Granpa Hodgins, after whom I was named, perhaps a little grandiloquently, Hodgins McCormick Backmaker, had been a veteran of the War of Southron Independence. Like so many young men he had put on a shapeless blue uniform in response to the call of the ill-advised and headstrong - or martyred - Mr. Lincoln. Depending on which of my lives' viewpoints you take.
Granpa lost an arm on the Great Retreat to Philadelphia after the fall of Washington to General Lee's victorious Army of Northern Virginia, so his war ended some six months before the capitulation at Reading and the acknowledgment of the independence of the Confederate States on July 4, 1864. One-armed and embittered, Granpa came home to Wappinger Falls and, like his fellow veterans, tried to remake his life in a different and increasingly hopeless world. (p. 1)
With the possible exception of World War II, the largest number of alt-histories centered around the events and personages of the American Civil War. What if Lincoln had not been as "headstrong," as many of his detractors had noted? What if Maryland and Missouri had voted to secede in 1861, cutting off Washington, D.C. and most of the Mississippi River from Union control at the war's outset? What if Buell had not arrived in time at Pittsburg Landing? What if "Stonewall" Jackson had not been shot? What if Lee's general orders had not been rolled up in tobacco and dropped, only to be discovered by Union forces before Antietam?
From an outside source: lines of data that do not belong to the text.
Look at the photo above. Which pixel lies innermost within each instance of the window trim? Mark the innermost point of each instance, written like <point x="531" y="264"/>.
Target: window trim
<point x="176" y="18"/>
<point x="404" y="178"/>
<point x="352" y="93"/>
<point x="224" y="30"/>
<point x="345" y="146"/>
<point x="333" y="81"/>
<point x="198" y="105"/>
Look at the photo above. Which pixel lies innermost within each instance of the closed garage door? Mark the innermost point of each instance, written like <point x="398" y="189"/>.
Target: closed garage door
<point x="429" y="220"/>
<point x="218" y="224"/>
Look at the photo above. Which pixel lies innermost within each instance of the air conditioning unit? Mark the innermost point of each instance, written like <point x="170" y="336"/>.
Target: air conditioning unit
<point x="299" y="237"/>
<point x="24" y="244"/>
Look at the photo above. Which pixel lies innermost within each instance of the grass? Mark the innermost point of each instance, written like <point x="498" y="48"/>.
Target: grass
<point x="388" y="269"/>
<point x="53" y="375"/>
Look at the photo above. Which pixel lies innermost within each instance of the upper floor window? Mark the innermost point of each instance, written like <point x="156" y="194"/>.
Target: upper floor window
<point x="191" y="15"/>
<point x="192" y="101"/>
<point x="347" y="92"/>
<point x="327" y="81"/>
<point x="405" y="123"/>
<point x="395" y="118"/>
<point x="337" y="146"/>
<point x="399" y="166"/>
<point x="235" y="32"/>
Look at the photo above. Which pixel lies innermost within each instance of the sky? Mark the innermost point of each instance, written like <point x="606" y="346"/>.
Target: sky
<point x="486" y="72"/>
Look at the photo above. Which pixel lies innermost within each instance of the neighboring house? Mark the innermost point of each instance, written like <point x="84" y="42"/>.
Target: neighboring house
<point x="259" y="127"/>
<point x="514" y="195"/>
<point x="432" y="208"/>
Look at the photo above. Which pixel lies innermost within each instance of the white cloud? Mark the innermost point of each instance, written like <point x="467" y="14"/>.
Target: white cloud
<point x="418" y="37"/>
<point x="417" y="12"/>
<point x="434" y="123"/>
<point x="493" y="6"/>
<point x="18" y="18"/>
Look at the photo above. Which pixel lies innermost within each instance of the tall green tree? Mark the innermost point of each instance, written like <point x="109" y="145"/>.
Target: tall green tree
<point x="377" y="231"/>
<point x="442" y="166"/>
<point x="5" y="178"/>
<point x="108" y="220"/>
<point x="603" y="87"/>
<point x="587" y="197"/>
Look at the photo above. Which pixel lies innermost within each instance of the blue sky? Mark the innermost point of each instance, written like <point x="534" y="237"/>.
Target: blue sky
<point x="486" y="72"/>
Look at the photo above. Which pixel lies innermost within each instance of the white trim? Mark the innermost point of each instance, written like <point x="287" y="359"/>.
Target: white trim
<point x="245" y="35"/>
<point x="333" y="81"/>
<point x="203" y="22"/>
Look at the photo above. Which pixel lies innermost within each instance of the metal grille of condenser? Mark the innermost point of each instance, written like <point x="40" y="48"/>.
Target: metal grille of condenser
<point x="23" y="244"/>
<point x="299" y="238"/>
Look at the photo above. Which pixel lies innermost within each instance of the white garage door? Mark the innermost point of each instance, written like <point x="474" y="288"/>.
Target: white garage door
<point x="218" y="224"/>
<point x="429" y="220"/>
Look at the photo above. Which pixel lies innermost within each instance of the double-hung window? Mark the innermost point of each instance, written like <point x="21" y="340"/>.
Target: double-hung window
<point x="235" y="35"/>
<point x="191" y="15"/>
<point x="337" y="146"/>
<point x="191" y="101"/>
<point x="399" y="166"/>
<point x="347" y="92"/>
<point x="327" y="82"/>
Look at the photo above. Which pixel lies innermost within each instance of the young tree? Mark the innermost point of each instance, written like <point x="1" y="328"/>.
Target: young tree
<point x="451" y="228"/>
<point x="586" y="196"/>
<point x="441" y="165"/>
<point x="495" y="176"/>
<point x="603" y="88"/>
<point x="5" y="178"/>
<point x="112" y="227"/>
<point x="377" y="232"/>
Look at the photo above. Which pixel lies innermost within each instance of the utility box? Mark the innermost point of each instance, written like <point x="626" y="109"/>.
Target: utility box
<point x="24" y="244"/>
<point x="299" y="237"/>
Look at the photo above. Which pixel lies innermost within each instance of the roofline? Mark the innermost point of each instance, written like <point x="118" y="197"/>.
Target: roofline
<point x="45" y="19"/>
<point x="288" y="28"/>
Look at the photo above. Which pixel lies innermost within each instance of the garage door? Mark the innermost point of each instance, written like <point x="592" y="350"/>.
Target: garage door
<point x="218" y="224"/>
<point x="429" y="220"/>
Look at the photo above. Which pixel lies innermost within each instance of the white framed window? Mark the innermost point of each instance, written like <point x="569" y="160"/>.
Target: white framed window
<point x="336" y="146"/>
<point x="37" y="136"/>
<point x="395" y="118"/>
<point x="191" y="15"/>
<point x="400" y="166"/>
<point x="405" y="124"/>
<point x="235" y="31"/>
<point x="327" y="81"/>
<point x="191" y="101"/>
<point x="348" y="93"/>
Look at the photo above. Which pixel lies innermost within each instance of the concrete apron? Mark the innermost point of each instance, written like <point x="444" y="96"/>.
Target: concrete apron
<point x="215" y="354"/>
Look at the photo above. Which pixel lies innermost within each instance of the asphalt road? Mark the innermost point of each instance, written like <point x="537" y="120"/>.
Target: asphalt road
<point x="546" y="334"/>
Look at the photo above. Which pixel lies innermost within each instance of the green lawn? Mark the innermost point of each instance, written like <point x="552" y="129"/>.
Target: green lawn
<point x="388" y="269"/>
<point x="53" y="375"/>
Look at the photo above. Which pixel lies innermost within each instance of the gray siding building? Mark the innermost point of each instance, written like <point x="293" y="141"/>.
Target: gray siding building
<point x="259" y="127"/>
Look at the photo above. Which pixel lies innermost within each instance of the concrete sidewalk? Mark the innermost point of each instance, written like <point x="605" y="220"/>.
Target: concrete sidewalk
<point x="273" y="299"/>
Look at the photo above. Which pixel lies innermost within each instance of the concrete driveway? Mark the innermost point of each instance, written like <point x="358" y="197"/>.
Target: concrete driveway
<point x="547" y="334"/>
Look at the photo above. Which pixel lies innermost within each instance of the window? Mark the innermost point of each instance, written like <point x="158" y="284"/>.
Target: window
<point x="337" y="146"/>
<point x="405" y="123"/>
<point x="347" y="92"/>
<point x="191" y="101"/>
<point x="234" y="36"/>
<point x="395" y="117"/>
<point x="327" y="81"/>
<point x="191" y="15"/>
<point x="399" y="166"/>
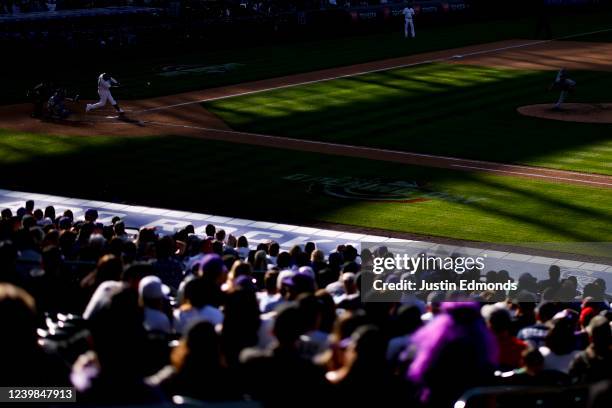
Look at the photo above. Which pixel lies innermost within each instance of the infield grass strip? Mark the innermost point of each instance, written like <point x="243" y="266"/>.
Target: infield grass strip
<point x="444" y="109"/>
<point x="260" y="183"/>
<point x="140" y="70"/>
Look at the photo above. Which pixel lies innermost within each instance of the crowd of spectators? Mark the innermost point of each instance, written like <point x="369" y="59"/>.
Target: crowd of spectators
<point x="224" y="8"/>
<point x="139" y="317"/>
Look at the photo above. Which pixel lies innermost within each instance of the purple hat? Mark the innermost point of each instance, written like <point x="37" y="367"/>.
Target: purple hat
<point x="65" y="223"/>
<point x="245" y="282"/>
<point x="91" y="214"/>
<point x="212" y="265"/>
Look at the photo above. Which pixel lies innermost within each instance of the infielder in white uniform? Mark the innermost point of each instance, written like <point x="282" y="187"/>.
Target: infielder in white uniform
<point x="105" y="82"/>
<point x="409" y="22"/>
<point x="565" y="84"/>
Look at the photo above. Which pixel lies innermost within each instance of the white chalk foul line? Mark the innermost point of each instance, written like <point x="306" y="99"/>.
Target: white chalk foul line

What if the Confederate forces had occupied the Round Tops at the onset of the crucial Battle of Gettysburg?
These are the sorts of questions that have haunted historians as well as citizens on both sides of the conflict. Although, as I said in my earlier review of Keith Roberts' Pavane, I have a professional wariness of alt-histories, sometimes these works, if they revolve around more than just a single person or event, can add something to our understanding of the historical event or era in question. Ward Moore's 1953 novel, Bring the Jubilee, deserves to be placed in this categorization of rewarding alt-histories. Its combination of events, trends, and awareness of social dynamics raises it above the level of a mere "what if?" hypothesis, as there are some disturbing elements explored in this work that certainly apply to American society of Ward's time and perhaps for our own as well.
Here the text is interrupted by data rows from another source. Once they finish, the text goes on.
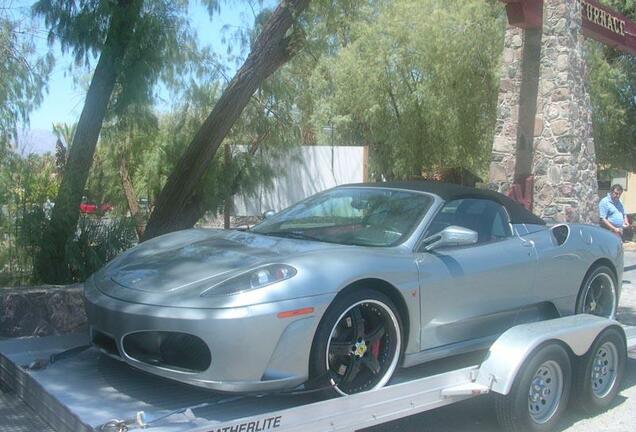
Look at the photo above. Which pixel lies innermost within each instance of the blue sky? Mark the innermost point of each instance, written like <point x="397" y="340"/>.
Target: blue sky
<point x="64" y="100"/>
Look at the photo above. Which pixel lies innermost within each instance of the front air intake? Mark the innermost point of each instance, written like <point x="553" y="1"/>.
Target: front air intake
<point x="171" y="350"/>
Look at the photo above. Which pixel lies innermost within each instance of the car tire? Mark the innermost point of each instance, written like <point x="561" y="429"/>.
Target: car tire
<point x="600" y="278"/>
<point x="539" y="394"/>
<point x="358" y="343"/>
<point x="598" y="373"/>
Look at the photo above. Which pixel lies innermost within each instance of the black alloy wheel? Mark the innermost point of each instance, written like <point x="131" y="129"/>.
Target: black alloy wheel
<point x="358" y="343"/>
<point x="598" y="294"/>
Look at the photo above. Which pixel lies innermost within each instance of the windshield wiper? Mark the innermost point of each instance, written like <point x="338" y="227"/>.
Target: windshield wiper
<point x="299" y="235"/>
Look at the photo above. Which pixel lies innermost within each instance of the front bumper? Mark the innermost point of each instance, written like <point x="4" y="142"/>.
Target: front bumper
<point x="252" y="349"/>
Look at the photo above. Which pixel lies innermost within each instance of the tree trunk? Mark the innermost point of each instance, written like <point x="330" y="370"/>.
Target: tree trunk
<point x="227" y="205"/>
<point x="131" y="198"/>
<point x="178" y="203"/>
<point x="51" y="263"/>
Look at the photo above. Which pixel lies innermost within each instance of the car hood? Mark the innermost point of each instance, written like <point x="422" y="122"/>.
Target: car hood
<point x="191" y="258"/>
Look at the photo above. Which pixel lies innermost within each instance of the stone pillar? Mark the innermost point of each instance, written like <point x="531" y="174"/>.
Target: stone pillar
<point x="503" y="157"/>
<point x="564" y="164"/>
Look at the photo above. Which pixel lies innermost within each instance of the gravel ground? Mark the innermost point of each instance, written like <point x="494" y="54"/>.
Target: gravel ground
<point x="477" y="415"/>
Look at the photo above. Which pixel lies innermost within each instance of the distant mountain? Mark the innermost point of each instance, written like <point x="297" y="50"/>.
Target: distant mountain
<point x="37" y="141"/>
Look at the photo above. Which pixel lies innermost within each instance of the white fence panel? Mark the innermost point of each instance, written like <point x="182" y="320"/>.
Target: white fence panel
<point x="309" y="170"/>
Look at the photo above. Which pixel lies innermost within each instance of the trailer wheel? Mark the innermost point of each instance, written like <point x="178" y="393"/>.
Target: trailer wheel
<point x="598" y="373"/>
<point x="358" y="343"/>
<point x="539" y="393"/>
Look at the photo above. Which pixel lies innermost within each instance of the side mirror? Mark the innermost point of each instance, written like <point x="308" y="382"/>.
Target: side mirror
<point x="451" y="236"/>
<point x="268" y="213"/>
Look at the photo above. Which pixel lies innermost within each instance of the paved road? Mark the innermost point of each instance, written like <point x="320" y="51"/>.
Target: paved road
<point x="477" y="415"/>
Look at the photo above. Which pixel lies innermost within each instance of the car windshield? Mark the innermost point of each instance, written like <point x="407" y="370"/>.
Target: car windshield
<point x="351" y="216"/>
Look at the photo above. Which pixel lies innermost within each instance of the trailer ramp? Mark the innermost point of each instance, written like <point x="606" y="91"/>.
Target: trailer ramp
<point x="86" y="391"/>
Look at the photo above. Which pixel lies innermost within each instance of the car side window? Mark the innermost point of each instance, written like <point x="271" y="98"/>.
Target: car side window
<point x="488" y="218"/>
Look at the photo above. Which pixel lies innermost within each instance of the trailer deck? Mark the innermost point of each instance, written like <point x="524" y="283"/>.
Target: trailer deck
<point x="90" y="389"/>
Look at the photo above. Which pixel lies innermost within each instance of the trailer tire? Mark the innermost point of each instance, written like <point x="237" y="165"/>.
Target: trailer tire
<point x="539" y="393"/>
<point x="598" y="373"/>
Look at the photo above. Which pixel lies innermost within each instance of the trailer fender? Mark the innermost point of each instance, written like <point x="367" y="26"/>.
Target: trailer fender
<point x="509" y="352"/>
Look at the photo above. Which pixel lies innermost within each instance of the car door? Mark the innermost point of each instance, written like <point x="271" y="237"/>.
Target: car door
<point x="475" y="292"/>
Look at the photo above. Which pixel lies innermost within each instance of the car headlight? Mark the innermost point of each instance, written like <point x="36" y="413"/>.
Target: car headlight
<point x="254" y="279"/>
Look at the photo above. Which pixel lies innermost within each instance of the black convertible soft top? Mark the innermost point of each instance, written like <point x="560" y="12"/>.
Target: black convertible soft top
<point x="449" y="192"/>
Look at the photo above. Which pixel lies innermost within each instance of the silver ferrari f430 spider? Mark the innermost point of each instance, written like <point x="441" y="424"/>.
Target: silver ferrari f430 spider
<point x="345" y="287"/>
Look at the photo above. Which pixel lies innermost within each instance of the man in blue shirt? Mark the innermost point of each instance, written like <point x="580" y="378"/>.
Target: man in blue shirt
<point x="612" y="212"/>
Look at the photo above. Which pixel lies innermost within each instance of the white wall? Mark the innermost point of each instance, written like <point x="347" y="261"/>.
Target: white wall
<point x="307" y="171"/>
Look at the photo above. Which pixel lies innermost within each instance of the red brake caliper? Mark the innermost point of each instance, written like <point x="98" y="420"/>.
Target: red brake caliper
<point x="375" y="348"/>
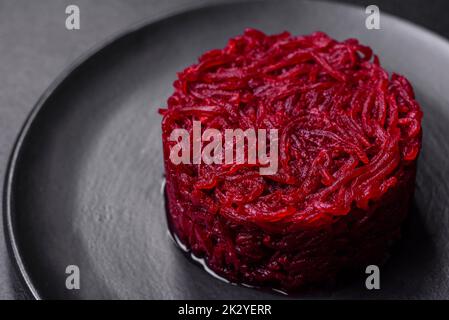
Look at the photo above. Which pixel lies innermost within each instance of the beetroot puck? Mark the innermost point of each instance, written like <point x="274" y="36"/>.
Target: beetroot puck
<point x="349" y="137"/>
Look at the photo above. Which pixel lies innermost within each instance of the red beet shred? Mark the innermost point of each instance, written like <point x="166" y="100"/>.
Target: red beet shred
<point x="349" y="137"/>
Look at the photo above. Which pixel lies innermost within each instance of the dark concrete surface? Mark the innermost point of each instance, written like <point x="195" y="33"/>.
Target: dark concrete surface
<point x="35" y="47"/>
Bring the Jubilee is written in a first-person, pseudo-autobiographical format. The narrator, the young Hodgins M. Backmaker, born in 1921, narrates life in the defeated Union almost a century after its defeat at the hands of the Confederacy. As a native Southerner who grew up hearing tales of the "Lost Cause," Moore's transference of the mixture of guilt, anger, and emotional depression from the gutted South to an imagined defeated North rings true. From the KKK analogue, the Grand Army, to the widespread, deep economic recession that wipes out all of the early proto-industrial developments in the North during the antebellum period, the Civil War, now known as the War of Southron Independence rather than the War of Failed Southern Independence, has come to hold the same level of bitter significance for the Yankees as the Civil War has had in the South in reality.
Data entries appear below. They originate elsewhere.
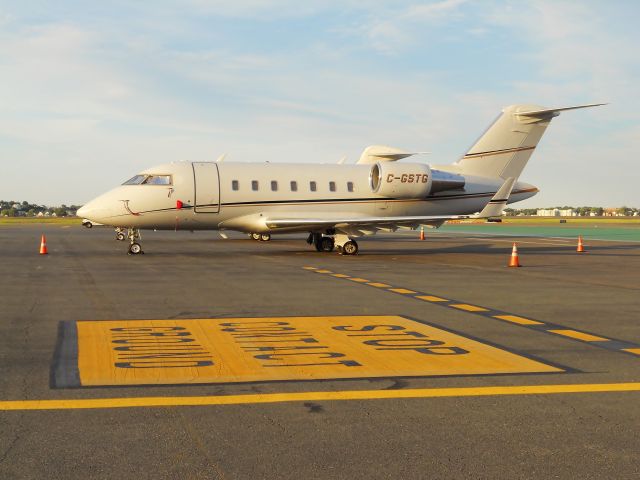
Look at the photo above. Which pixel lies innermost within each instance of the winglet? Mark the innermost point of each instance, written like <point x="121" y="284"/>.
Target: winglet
<point x="497" y="203"/>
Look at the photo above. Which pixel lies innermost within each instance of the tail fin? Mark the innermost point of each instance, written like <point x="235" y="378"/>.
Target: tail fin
<point x="504" y="149"/>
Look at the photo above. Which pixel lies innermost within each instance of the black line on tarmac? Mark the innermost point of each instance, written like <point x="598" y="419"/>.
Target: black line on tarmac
<point x="64" y="371"/>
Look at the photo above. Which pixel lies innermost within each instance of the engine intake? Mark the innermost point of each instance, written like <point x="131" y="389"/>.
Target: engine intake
<point x="401" y="180"/>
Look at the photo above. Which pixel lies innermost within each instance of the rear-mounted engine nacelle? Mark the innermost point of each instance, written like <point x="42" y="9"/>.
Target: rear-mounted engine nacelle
<point x="401" y="180"/>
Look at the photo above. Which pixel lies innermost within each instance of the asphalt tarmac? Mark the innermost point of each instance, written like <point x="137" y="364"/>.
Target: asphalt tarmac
<point x="545" y="382"/>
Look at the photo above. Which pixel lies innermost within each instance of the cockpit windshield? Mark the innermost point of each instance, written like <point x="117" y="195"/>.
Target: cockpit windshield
<point x="158" y="180"/>
<point x="137" y="180"/>
<point x="149" y="180"/>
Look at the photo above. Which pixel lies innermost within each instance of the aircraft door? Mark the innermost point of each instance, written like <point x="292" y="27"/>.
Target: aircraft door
<point x="207" y="187"/>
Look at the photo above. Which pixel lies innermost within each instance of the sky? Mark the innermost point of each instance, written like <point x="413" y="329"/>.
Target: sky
<point x="93" y="92"/>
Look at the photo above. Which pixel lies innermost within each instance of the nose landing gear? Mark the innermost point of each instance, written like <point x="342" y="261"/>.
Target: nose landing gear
<point x="134" y="237"/>
<point x="342" y="243"/>
<point x="260" y="237"/>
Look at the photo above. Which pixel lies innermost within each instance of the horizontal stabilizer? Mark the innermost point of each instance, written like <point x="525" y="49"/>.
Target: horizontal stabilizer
<point x="553" y="112"/>
<point x="382" y="153"/>
<point x="497" y="203"/>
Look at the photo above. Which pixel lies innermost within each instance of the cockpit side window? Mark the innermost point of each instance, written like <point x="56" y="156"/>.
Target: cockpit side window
<point x="157" y="180"/>
<point x="137" y="180"/>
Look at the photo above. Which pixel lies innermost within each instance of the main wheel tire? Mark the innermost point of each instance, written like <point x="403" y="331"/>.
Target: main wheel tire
<point x="327" y="244"/>
<point x="350" y="248"/>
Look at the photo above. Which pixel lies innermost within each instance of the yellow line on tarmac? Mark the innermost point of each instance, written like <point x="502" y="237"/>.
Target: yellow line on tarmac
<point x="404" y="291"/>
<point x="135" y="402"/>
<point x="517" y="319"/>
<point x="468" y="308"/>
<point x="579" y="335"/>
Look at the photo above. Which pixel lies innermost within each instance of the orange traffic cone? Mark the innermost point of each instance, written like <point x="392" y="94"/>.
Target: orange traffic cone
<point x="515" y="261"/>
<point x="43" y="245"/>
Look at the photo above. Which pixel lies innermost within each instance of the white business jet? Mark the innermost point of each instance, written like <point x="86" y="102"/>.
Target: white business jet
<point x="335" y="203"/>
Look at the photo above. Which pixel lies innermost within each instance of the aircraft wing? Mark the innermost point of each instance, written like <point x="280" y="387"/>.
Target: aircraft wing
<point x="358" y="225"/>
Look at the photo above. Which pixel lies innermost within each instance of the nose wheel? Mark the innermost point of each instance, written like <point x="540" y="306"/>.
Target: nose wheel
<point x="346" y="245"/>
<point x="260" y="237"/>
<point x="134" y="237"/>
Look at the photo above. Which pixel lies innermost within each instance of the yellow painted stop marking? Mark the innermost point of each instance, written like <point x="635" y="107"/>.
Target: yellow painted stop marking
<point x="224" y="350"/>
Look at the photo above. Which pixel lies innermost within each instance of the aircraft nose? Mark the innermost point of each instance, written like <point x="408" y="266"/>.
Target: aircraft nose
<point x="96" y="210"/>
<point x="83" y="211"/>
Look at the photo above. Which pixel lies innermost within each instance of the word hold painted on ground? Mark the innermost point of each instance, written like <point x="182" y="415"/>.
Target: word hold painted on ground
<point x="139" y="352"/>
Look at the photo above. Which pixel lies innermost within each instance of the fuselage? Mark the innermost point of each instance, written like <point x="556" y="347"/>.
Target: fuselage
<point x="237" y="196"/>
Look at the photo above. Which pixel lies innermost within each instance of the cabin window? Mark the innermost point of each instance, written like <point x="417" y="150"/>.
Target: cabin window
<point x="137" y="180"/>
<point x="157" y="180"/>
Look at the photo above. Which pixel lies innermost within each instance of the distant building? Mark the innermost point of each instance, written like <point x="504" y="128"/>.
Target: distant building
<point x="556" y="212"/>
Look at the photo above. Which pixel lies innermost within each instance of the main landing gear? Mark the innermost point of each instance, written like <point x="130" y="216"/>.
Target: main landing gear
<point x="260" y="237"/>
<point x="120" y="234"/>
<point x="134" y="237"/>
<point x="325" y="243"/>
Moore also does a very good job extrapolating from the conditions he alters. From the horrid treatment of African Americans in the Union (comparisons are made in a few places in the text to the Jewish Pogroms of the early 20th century) to the anti-immigration initiatives to the Confederate conquest of Mexico in the late 1860s, these events feel all the more "real" because of how well Moore hints at the root social causes: scapegoats for the defeat, the need to appease the stronger powers around the shrunken Union, to the desire of the Confederacy to expand in order to preserve its polity and power.
As strong as Moore's social historical extrapolations might be, some readers may find his narrator to be almost too invisible in the background. Backmaker, as a historian, serves the narrative point of detailing the alt-history that has unfolded. He is a witness, not an active participant, for most of the novel. This narrative "invisibility," while it serves to accentuate Moore's imagining of how events could have unfolded differently, does make it more difficult later on in the novel when Backmaker becomes involved in a physics experiment in the 1950s that ends up with him playing a much more decisive role in the "Jubilee" than what had transpired for the first 80% or so of the novel. This shift in the narrator's importance to the overall story was a bit abrupt, but yet it does circle back to a part of the introductory chapter that I chose not to quote.
Bring the Jubilee's strengths far outweigh its negatives. Far from being a simple "what if?" alt-history, it is a well-considered, well-constructed argument for how social attitudes could change in the light of military defeat. His defeated United States feels very plausible and the related world events around this time fit comfortably with Moore's takes on people, their fears, their desires not to rock the socio-political boat, and so forth. Although the final two chapters may feel awkward in comparison to the first, Bring the Jubilee certainly is one of the finest alt-histories that I have read, one that is well suited to the "masterworks" label attached to its Gollancz edition.